No (and yes). The sun was formed because the energy (heat) grew less (becoming spread out) it allowed particles, atoms, etc (as said above) to form. But all of the energy in the sun is BECAUSE of the big bang and the energy it contained. The sun still has some of the heat from the big bang (in a roundabout way). The "heat" from the big bang won't be all gone until everything is cold and dead at near enough zero Kelvin (if the universe keeps expanding). Then that energy will be too spread out and diffuse to be useful for anything
Please enlighten us Neanderthals about the 'Beginning of Nothing' which you seem to know more about than the rest of us. Perhaps you have some extrodinary line of communication with the 'Supreme' whatever it is?
"before the Beginning" the "something" we call universe can't have come from something (like god) because it doesn't explain where something came from. something can only come from nothing, it can't come from another something. the universe and gods can't have existed forever because it's illogical and unthinkable that something could have existed forever. the only thing that could have existed forever is nothing... if something/universe is nothing (it can't be anything else), then it has existed forever. if god is nothing, then it created everything. nothing has never begun (that's why the universe exists), it has always existed, and there is nothing to know about it because it's nothing...
Sure it is. Look forward to the Andromeda galaxy crashing into ours in about 2.5 billion years or so. Should be a real 'hot weekend' when it does. http://www.exitmundi.nl/andromeda.htm
God isn't that complex I think, actually I think that it is absurd to think in those lines when it comes to God, the nature of the world needs many co-working parts to make anything intelligent, the same does not need to apply to God as He isn't necessarily of the same nature as this world.

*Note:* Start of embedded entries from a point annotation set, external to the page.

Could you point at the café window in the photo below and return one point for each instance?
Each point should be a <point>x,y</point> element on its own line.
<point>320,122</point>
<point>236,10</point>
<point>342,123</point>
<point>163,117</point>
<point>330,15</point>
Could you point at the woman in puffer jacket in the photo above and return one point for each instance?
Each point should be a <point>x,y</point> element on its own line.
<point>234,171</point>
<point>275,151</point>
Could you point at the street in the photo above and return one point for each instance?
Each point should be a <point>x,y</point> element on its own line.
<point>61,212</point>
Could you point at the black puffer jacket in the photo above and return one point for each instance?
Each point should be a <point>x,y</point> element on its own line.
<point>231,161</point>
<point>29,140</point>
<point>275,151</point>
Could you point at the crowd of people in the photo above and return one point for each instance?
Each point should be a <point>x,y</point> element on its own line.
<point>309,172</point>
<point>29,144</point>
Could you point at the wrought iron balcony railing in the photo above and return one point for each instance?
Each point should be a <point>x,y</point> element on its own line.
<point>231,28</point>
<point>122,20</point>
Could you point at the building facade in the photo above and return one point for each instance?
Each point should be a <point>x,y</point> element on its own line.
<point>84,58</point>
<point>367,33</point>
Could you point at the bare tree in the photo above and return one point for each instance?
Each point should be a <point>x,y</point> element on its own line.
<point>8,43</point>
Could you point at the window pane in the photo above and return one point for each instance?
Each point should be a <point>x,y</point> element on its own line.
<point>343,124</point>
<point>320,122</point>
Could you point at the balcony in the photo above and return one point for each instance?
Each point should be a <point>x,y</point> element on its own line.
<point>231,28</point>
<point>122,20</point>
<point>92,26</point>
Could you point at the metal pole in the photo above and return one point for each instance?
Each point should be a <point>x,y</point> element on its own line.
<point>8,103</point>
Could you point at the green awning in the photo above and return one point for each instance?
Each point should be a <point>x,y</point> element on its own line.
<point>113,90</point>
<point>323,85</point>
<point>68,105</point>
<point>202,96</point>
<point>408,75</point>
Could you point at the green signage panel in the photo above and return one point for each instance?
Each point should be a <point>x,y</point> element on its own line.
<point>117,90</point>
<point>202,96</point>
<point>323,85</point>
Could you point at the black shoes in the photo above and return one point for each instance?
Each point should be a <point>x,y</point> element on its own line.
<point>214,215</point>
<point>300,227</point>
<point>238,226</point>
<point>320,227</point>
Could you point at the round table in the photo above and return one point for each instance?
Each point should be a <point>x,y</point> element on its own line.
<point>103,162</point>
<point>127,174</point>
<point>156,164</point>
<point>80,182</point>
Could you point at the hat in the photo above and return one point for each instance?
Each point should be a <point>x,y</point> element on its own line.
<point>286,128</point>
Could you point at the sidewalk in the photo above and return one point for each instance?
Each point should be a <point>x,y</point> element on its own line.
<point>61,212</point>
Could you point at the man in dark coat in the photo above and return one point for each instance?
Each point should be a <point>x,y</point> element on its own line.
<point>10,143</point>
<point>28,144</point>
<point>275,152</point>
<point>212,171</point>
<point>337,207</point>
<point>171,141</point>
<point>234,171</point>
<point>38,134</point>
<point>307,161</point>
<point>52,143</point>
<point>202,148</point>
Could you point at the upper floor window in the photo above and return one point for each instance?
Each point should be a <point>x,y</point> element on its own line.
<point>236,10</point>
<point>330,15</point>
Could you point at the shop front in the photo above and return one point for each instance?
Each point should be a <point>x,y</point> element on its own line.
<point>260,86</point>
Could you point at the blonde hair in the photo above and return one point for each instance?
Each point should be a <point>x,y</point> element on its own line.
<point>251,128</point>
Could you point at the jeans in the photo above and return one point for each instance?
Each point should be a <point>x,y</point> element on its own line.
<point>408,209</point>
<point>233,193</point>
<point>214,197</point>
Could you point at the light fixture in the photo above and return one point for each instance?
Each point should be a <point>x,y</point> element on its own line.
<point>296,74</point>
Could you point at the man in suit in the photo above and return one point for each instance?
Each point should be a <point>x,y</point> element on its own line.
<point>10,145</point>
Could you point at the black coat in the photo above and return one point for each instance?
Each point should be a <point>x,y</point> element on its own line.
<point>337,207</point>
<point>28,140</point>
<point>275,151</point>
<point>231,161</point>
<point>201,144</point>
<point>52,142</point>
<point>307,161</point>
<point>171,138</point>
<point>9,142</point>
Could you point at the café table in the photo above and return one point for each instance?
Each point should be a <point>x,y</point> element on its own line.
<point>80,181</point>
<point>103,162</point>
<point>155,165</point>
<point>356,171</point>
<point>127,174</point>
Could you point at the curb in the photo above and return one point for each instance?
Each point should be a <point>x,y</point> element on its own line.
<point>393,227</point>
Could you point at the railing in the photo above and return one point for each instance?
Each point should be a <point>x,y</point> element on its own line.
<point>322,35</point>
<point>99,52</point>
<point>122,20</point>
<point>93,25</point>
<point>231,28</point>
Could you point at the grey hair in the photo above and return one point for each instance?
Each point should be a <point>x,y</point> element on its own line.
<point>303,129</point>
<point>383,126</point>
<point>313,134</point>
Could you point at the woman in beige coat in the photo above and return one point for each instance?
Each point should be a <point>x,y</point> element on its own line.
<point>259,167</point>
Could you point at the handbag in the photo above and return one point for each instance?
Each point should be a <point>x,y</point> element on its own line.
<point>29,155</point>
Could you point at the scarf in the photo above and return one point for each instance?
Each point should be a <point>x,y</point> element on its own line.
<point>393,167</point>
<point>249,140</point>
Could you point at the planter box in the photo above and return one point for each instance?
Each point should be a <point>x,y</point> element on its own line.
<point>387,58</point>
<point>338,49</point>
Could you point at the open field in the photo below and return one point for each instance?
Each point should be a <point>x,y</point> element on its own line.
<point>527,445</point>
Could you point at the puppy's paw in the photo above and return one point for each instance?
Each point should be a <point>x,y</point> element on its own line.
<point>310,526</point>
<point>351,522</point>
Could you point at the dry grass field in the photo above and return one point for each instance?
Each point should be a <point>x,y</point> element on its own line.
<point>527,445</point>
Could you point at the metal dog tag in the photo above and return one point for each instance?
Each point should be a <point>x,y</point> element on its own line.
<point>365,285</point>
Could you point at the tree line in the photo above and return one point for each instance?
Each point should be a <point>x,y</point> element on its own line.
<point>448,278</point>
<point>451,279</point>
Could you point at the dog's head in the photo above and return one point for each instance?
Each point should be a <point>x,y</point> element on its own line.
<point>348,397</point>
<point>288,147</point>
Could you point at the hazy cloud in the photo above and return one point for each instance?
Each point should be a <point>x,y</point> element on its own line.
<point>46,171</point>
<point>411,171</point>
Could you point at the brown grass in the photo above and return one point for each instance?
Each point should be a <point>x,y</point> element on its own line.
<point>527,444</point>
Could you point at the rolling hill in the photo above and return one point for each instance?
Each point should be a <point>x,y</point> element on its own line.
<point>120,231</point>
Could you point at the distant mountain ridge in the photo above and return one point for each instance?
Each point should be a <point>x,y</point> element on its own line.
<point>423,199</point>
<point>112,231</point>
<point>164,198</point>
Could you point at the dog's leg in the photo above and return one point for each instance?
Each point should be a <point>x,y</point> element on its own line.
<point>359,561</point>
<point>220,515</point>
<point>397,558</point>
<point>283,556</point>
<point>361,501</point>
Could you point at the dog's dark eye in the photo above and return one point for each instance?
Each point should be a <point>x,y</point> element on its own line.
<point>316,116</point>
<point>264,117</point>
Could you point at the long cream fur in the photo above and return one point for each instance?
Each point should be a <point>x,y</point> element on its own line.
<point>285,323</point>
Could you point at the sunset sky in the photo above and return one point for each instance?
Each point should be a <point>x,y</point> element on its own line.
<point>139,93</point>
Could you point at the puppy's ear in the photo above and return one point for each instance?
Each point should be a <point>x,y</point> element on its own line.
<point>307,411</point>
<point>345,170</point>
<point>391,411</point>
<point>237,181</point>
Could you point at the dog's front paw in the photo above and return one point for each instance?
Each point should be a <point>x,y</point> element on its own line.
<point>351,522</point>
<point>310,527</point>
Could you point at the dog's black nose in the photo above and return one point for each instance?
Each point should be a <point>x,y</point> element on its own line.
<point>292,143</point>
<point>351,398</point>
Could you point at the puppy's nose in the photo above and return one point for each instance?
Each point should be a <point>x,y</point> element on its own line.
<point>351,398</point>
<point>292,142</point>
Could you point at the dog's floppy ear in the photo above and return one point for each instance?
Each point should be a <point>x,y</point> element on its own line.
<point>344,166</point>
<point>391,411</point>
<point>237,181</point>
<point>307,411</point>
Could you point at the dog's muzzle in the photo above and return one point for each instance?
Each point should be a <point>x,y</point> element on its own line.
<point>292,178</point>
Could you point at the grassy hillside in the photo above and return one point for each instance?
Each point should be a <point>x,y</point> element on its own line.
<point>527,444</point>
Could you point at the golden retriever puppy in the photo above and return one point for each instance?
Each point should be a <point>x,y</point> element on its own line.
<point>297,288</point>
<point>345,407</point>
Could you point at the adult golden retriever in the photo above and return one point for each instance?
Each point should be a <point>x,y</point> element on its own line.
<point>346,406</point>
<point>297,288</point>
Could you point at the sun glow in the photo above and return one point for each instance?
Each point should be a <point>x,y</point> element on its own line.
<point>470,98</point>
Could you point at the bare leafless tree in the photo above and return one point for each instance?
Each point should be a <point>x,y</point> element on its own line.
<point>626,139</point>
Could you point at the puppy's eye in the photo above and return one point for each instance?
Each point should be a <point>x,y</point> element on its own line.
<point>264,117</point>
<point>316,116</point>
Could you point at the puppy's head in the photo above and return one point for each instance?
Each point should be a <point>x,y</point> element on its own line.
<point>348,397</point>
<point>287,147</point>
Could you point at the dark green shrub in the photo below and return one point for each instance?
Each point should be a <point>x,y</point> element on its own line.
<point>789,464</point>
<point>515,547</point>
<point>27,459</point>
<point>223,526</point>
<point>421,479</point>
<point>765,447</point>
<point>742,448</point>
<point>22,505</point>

Ah but Billy, science does try and find these answers. Stephen Hawking for instance has done much work in this area. Heres an excerpt from nice lecture which pretty much covers this topic. - http://www.hawking.org.uk/lectures/lindex.html What Oli meant by it being a null question was it is akin to asking "What's north of the north pole?" As for how the universe cooled, it's simple gas laws: the universe expanded (big bang), meaning its volume increased. If your volume increases, your tempurature and preassure decrease. It eventualy decreased to the point where the 4 forces became seperate, stable particles were able to form, and finally atoms and molecules were able to form, thus allowing for fusion to start taking place (and thereby forming the first stars.) -Andrew
I guess anything is possible when it comes to the existance of multiple universes. However, the universe being so vast, especially this one, it would probably take tens of billions of years to notice another universe is coming your way. With that in mind, it would probably be an interesting topic for discussion at your local astronomy club's next star party though.

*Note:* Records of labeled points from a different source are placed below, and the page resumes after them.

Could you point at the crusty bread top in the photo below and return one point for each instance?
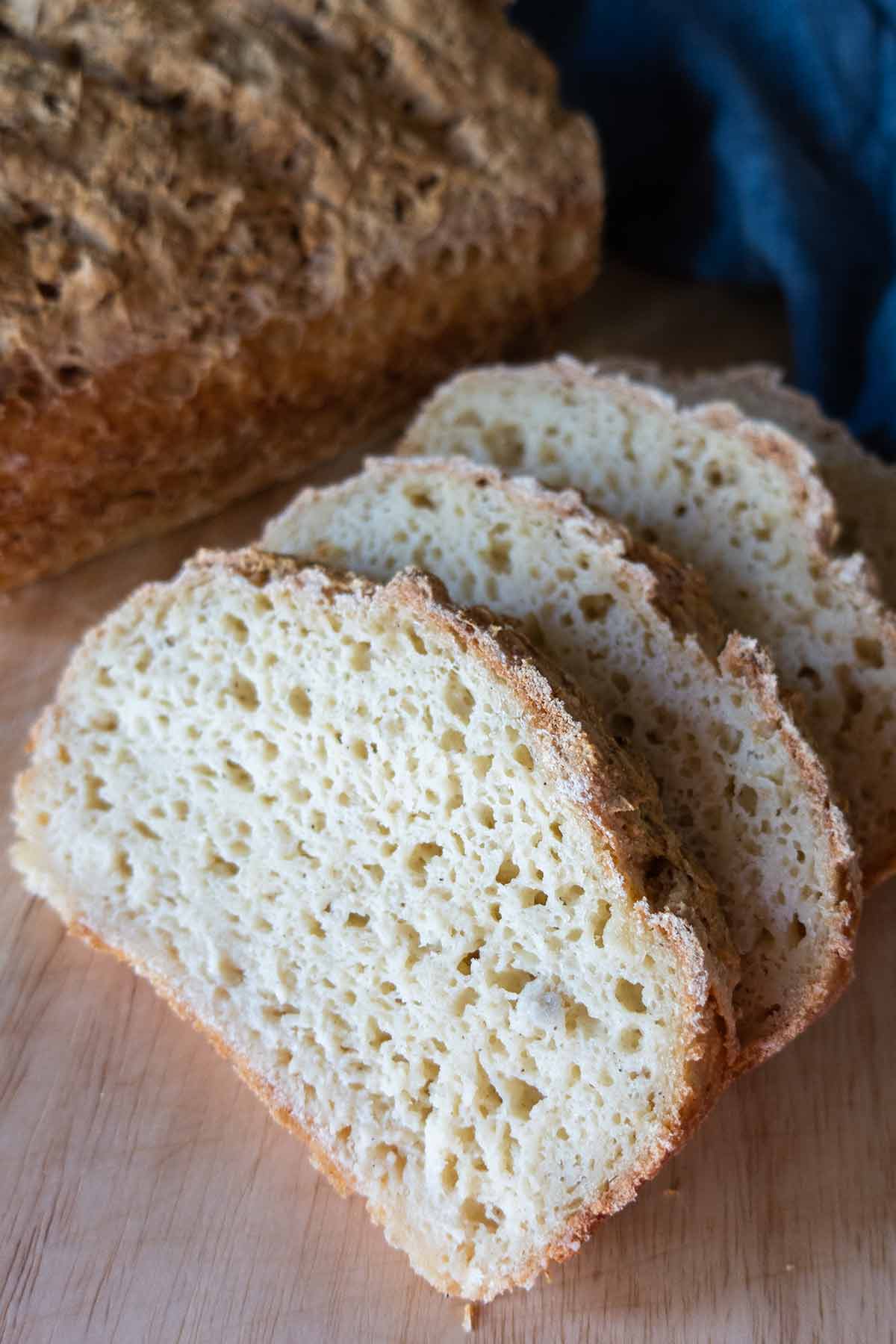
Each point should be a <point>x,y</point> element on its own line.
<point>176,174</point>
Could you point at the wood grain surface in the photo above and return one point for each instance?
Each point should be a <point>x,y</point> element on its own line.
<point>147,1196</point>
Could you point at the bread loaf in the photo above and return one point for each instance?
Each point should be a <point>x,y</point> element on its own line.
<point>739,499</point>
<point>240,238</point>
<point>401,877</point>
<point>637,633</point>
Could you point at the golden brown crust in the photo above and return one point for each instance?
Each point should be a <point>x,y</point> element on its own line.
<point>178,175</point>
<point>237,242</point>
<point>120,460</point>
<point>750,663</point>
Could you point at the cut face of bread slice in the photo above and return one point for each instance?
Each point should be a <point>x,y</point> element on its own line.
<point>862,485</point>
<point>638,636</point>
<point>371,850</point>
<point>739,499</point>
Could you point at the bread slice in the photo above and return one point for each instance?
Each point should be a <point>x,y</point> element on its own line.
<point>396,873</point>
<point>637,633</point>
<point>736,497</point>
<point>862,484</point>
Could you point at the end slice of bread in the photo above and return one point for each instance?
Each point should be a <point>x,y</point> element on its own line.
<point>637,633</point>
<point>739,499</point>
<point>395,871</point>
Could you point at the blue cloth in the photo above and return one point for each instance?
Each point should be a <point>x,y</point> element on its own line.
<point>754,141</point>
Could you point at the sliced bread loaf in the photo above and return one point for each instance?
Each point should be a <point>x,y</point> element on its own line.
<point>396,873</point>
<point>637,633</point>
<point>736,497</point>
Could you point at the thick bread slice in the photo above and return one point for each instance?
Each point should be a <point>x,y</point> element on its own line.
<point>637,633</point>
<point>744,503</point>
<point>370,847</point>
<point>862,485</point>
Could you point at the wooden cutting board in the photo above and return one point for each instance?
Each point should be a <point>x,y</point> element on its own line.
<point>147,1196</point>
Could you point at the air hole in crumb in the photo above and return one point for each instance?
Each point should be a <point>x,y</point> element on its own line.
<point>421,855</point>
<point>523,1097</point>
<point>600,922</point>
<point>594,606</point>
<point>243,691</point>
<point>505,445</point>
<point>512,981</point>
<point>524,757</point>
<point>869,652</point>
<point>300,703</point>
<point>361,659</point>
<point>228,971</point>
<point>485,816</point>
<point>465,964</point>
<point>457,698</point>
<point>532,897</point>
<point>570,893</point>
<point>240,777</point>
<point>237,629</point>
<point>449,1174</point>
<point>795,932</point>
<point>222,867</point>
<point>630,995</point>
<point>94,799</point>
<point>507,873</point>
<point>621,726</point>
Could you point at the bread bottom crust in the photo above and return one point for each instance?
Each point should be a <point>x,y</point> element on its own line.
<point>131,456</point>
<point>324,1160</point>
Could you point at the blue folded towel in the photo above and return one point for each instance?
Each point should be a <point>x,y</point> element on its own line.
<point>755,141</point>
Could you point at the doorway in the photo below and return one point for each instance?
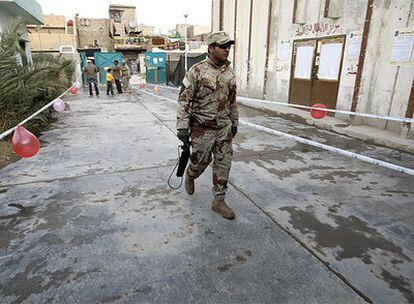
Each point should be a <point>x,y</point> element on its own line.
<point>315,71</point>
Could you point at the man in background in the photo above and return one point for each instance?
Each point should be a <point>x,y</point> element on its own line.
<point>117,76</point>
<point>90,71</point>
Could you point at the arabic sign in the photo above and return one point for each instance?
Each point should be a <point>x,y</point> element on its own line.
<point>324,28</point>
<point>402,48</point>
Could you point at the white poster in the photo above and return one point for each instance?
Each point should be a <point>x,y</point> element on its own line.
<point>284,50</point>
<point>330,61</point>
<point>304,58</point>
<point>402,48</point>
<point>354,46</point>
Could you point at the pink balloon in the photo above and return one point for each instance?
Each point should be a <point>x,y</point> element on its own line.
<point>24,143</point>
<point>316,113</point>
<point>76,85</point>
<point>58,105</point>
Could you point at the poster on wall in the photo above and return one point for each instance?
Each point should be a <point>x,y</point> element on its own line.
<point>284,50</point>
<point>304,58</point>
<point>330,61</point>
<point>402,48</point>
<point>354,46</point>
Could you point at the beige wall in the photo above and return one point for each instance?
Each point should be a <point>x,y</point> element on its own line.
<point>50,42</point>
<point>127,14</point>
<point>385,86</point>
<point>94,29</point>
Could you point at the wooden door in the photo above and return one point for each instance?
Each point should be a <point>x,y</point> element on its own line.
<point>301,72</point>
<point>327,71</point>
<point>316,70</point>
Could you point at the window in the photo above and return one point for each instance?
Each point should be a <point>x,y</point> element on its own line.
<point>117,17</point>
<point>333,9</point>
<point>299,11</point>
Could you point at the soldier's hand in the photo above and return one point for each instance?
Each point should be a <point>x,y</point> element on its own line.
<point>234,131</point>
<point>183,135</point>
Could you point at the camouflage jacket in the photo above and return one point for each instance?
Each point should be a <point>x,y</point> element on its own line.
<point>208,95</point>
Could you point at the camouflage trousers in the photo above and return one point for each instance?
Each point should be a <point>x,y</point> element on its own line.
<point>206,142</point>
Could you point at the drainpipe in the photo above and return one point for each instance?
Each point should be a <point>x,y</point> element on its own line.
<point>361,60</point>
<point>408,114</point>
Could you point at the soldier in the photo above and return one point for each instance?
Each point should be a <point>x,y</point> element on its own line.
<point>126,76</point>
<point>117,75</point>
<point>207,112</point>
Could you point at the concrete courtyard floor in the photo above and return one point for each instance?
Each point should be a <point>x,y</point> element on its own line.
<point>91,218</point>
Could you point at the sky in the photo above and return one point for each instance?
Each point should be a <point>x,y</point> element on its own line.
<point>163,14</point>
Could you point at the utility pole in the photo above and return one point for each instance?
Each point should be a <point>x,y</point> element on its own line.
<point>185,42</point>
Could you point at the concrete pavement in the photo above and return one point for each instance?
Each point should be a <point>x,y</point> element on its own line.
<point>91,218</point>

Our universe isn't infinite right? It ends. Can another one just be parallel to ours? Would we feel it?
I believe that's called the multiverse theory: the idea that there is more than one universe. Theoretically, another universe COULD exist outside of our's...but, thus far, nothing has been tested, let alone proven.

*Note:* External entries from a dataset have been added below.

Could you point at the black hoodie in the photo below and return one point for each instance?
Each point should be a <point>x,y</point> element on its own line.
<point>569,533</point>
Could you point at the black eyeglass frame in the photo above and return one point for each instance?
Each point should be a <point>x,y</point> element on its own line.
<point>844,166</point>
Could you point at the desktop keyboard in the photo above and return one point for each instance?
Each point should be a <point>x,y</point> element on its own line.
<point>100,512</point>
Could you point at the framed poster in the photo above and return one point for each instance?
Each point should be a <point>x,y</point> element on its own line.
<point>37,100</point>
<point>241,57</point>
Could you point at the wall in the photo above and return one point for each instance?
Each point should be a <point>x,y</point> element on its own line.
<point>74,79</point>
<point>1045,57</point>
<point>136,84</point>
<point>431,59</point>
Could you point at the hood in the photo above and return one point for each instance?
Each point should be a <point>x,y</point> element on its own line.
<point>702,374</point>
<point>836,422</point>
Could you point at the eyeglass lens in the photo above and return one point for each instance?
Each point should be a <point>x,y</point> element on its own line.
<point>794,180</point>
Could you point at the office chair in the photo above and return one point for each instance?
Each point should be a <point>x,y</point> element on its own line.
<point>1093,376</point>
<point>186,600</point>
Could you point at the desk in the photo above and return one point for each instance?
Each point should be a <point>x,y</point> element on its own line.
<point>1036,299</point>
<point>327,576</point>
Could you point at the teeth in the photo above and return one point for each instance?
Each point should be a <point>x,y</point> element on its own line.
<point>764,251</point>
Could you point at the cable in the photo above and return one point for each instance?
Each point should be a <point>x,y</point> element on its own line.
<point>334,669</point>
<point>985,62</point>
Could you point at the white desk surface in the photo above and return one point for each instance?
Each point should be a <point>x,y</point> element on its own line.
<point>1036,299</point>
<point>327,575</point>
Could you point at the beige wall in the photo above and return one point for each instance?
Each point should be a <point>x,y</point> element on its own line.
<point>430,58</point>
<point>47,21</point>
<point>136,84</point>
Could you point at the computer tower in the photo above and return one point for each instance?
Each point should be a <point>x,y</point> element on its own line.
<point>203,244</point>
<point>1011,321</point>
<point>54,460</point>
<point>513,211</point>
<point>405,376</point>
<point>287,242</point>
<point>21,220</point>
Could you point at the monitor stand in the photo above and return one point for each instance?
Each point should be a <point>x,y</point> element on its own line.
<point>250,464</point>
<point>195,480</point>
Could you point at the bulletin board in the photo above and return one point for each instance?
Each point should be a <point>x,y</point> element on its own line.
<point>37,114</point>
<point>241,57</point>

Now that I think about it, the singularity may have been infinitely small and infinitely large at the same time. Infinitely small on the outside, but infinitely large on the inside. Confusing much? There is also a theory that the Big Bang was a white hole collapsing inside a black hole, which would explain the huge amounts of materiel ejecta.
And that Goose came out of an egg. Which came out of another Goose. Where did the first egg come from?
Look at the universe as if it were like a big swimming pool filled with a bunch of water filled balloons. Is that your hypothesis?
Original Question: "Atheists are keen to ask 'If God exists then who made Him'. Why can't they explain what happened prior to the 'Big Bang'? Surely whats sauce for the goose is sause for the gander." Your restriction reduces the question to "What happened prior to the big Bang" Probably discussed 100 times before. Ad nauseam. It's a less interesting question.